When I speak with our college-aged interns, they talk about the despair they feel when they try to bring their peers together, to explain the nuance of the intricately complicated situations in the Middle East. Too often, people who are still in the process of figuring out where they stand are terrified to ask questions or speak up– scared that the response to ignorance is blame, shame, or vitriol. People who might be willing to listen are shoved aside in favor of the echo chamber. Speaking up in support of a two-state solution or a shared Jerusalem (or both, as we do here at APN) is enough to get one booted from pro-Palestine and pro-Israel groups alike.

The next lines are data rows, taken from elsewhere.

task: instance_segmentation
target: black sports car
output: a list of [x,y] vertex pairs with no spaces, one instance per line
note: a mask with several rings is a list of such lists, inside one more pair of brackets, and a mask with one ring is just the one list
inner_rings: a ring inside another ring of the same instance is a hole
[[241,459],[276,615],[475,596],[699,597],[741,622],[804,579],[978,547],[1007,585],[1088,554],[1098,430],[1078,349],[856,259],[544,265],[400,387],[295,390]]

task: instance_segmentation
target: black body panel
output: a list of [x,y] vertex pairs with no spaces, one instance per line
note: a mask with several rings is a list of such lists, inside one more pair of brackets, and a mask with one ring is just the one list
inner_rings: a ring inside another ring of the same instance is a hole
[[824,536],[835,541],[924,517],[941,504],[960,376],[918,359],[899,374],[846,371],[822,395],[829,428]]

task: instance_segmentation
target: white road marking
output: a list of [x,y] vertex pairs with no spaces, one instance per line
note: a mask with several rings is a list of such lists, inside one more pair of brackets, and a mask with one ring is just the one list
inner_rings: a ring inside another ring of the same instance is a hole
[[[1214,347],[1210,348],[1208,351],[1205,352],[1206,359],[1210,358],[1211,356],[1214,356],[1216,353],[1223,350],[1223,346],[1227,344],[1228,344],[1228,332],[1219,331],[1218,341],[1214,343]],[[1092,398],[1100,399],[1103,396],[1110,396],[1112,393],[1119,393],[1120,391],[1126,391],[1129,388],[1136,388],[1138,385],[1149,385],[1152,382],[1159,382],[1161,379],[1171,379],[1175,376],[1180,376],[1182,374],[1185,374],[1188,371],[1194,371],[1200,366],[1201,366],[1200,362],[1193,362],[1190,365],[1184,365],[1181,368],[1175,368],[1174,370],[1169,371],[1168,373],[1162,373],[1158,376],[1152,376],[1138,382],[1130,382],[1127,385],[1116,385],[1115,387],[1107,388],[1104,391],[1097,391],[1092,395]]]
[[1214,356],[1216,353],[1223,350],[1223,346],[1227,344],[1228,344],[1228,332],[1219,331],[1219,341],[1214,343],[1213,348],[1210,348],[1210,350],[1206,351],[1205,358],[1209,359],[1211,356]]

And despite the Israel-Palestine coverage dominating modern media, it doesn’t seem to be much of a dialogue. It feels like a nightmare of a Thanksgiving table (you know, where various relatives with opposing views on politics, religion, or whatever else spend the night screaming at each other without once communicating anything other than that the other people at the table must all be wrong). Everyone is upset, and no one can hear reason over the din.

I’m not sure how we back ourselves out of this mess and return to productive conversation. Certainly, we can’t put the genie back in the bottle– I wished for a more accessible way to talk about Israel and Palestine, and I’ve gotten… well, the accessibility part, if not the rational discussion. But maybe the advice we need to hear is the same as what gets many families through their contentious holiday gatherings each year: Take a breath. Listen to what’s coming out of someone else’s mouth. You don’t have to agree with it, but you do have to listen– otherwise, there’s no way forward without all the dishes piling up and someone crying in the kitchen.